Australian flag carrier Qantas has announced it is expecting a return to profitability after more than two years of losses due to COVID-19. Qantas anticipates an underlying profit before tax of between $1.2 billion and $1.3 billion for the first half of the 2023 financial year. The company said the expected profitability would result from forward bookings, its latest assumptions of the second quarter, and current fuel prices. A return to profitability would end the run of five consecutive halves of heavy losses since COVID-19 first hit, resulting in a cumulative statutory loss of $7 billion. Qantas said net debt is expected to fall to between $3.2 billion and 3.4 billion at 31 December 2022, which is below the bottom of the target range of $3.9 billion.
Domestic travel demand remains strong across all categories. Revenue intakes for business purposes are over 100 per cent of pre-COVID levels and leisure intakes have further strengthened to over 130 per cent. Yields from international markets are particularly strong but are expected to moderate as Qantas and other carriers steadily increase capacity. Qantas Loyalty expects to post record earnings for the first half and is on track to reach its FY23 EBIT target of $425 million–$450 million.

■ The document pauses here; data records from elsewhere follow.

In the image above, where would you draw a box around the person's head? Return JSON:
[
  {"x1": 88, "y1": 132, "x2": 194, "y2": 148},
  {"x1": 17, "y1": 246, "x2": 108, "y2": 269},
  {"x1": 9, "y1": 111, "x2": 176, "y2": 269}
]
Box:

The broader operating environment remains complex with high fuel prices and high inflation, as well as higher interest rates impacting on consumer confidence. However, robust demand indicates that people are prioritising spending on travel above other categories, which supports the Group’s ability to fully recover higher fuel costs through fares. Fuel prices are now around 75 percent higher than pre-COVID, compared with around 60 percent in August 2022.
GROUP CAPACITY SETTINGS AND FLEET
Group international capacity is now expected to increase from 61 percent of pre-COVID levels in first half of FY23 to 77 percent in the second half. This is largely determined by the ability to return additional A380s from storage and required maintenance, as well as the delivery of three new Boeing 787-9 Dreamliners for Qantas International and additional Airbus A321LRs for Jetstar.

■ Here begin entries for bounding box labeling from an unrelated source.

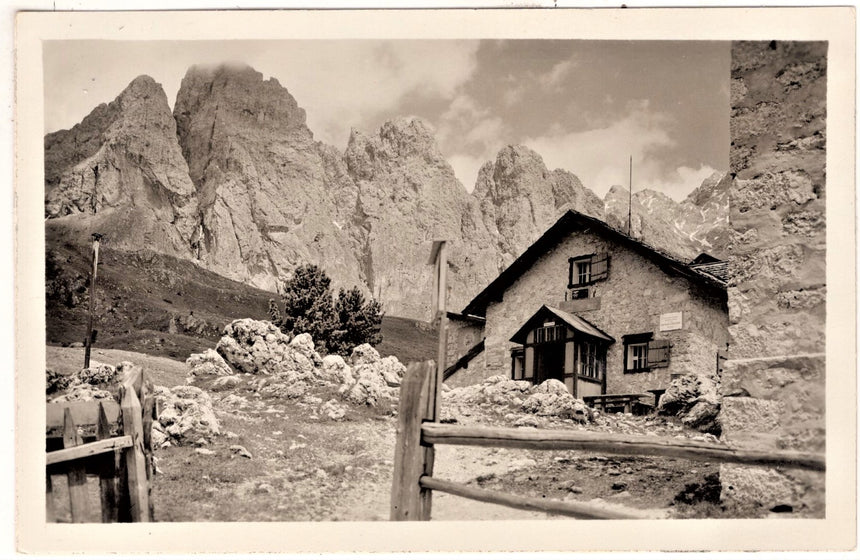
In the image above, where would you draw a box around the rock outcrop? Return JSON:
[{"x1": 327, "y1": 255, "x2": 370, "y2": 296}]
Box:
[
  {"x1": 40, "y1": 65, "x2": 726, "y2": 320},
  {"x1": 152, "y1": 385, "x2": 221, "y2": 447},
  {"x1": 173, "y1": 66, "x2": 365, "y2": 290},
  {"x1": 345, "y1": 118, "x2": 501, "y2": 318},
  {"x1": 45, "y1": 76, "x2": 198, "y2": 258},
  {"x1": 604, "y1": 173, "x2": 731, "y2": 259},
  {"x1": 473, "y1": 146, "x2": 603, "y2": 266},
  {"x1": 444, "y1": 375, "x2": 595, "y2": 427}
]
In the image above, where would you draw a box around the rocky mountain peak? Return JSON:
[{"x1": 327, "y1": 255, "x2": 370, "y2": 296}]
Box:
[
  {"x1": 45, "y1": 72, "x2": 197, "y2": 257},
  {"x1": 687, "y1": 171, "x2": 731, "y2": 206},
  {"x1": 473, "y1": 145, "x2": 603, "y2": 264},
  {"x1": 174, "y1": 63, "x2": 312, "y2": 137}
]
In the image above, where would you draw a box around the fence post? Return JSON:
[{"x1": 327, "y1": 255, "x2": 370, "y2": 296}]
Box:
[
  {"x1": 63, "y1": 408, "x2": 87, "y2": 523},
  {"x1": 45, "y1": 472, "x2": 57, "y2": 523},
  {"x1": 391, "y1": 361, "x2": 435, "y2": 521},
  {"x1": 119, "y1": 383, "x2": 149, "y2": 522},
  {"x1": 96, "y1": 403, "x2": 119, "y2": 523}
]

Group domestic capacity will be 94 percent of pre-COVID levels for 1H23, growing to around 100 percent for the second half – which is six percentage points below previous capacity guidance. This reduction is designed to protect the sustained improvement in operational performance as the broader industry recovers.
Operational performance has continued to improve towards pre-COVID levels, despite some extreme weather events on the east coast, air traffic control limitations and a busy school holiday period nationally.

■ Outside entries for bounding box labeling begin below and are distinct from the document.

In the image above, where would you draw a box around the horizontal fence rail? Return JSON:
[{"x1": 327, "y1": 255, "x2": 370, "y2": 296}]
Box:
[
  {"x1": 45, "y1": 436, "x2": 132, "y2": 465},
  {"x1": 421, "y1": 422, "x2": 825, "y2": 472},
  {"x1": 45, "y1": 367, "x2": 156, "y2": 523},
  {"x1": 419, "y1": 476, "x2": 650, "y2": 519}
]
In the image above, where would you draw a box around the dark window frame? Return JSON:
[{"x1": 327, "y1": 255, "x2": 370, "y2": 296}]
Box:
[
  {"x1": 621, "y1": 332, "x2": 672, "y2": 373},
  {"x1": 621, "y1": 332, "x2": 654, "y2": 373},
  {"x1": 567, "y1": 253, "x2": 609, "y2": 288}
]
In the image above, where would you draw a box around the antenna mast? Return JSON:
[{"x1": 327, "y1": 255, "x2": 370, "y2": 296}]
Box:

Qantas domestic’s on time performance increased from 67 percent in August to 69 percent in September, finishing ahead of its main competitor. While this is below the 75 percent target for some of the reasons mentioned above, performance in October has so far averaged 75 percent despite a four percentage point impact from continued extreme weather conditions.
Qantas’ cancellations fell from 4 percent in August to 2.4 percent in September. In October so far, only 1.7 percent of flights have been cancelled, which is market leading and better than pre-COVID levels. Mishandled bags remained low at six per 1,000 passengers in September and into October.
Jetstar’s performance in September suffered significantly from six of its 11 wide-body aircraft being out of service simultaneously as a result of several lightning strikes, a bird strike, damage from runway debris and challenges with global supply chains for replacement parts. These aircraft have since returned to service; Jetstar’s domestic and international performance have stabilised significantly in October, with further improvements expected in November.
The Qantas Group announced a change to the wages policy covering around 20,000 employees. After a two-year freeze that reflects the bulk of the time the airline was in hibernation, annual wage increases will be adjusted upwards from 2 percent to 3 percent. This represents an extra $40 million per annum before compounding and is a return to the Group’s pre-COVID level of increase due to the speed of its financial recovery.
The increase will automatically apply to around 5,000 employees who have already agreed to 2 percent as part of their Enterprise Bargaining Agreements. (The average non-executive salary at Qantas is more than $100,000.)
This wage increase is in addition to the $5,000 recovery boost announced in June and the 1,000 share rights awarded to non-executive staff as part of a retention program, worth a further $5,000 on the current share price.
As part of decisions announced, around 3,600 employees who joined the Group after the cut off date for the retention program in mid-2021 will now receive 250 shares rights to recognise their role in the accelerated recovery. This applies to those employed with the Group today with rights expected to vest in August next year.
In August, the Group announced an upgrade to its staff travel program by increasing the benefits to employees and expanding access to more of their family and friends. To date, more than 10,000 new beneficiaries have been added.
Qantas Group CEO, Alan Joyce, said: “It’s been a really challenging time for the national carrier but today’s announcement shows how far we’ve come. Since August, we’ve seen a big improvement in our operational performance and an acceleration in our financial performance. It’s clear that maintaining our pre-COVID service levels requires a lot more operational buffer than it used to, especially when you consider the sick leave spikes and supply chain delays that the whole industry is dealing with. That means having more crew and more aircraft on standby and adjusting our flying schedule to help make that possible, until we’re confident that extra support is no longer needed.”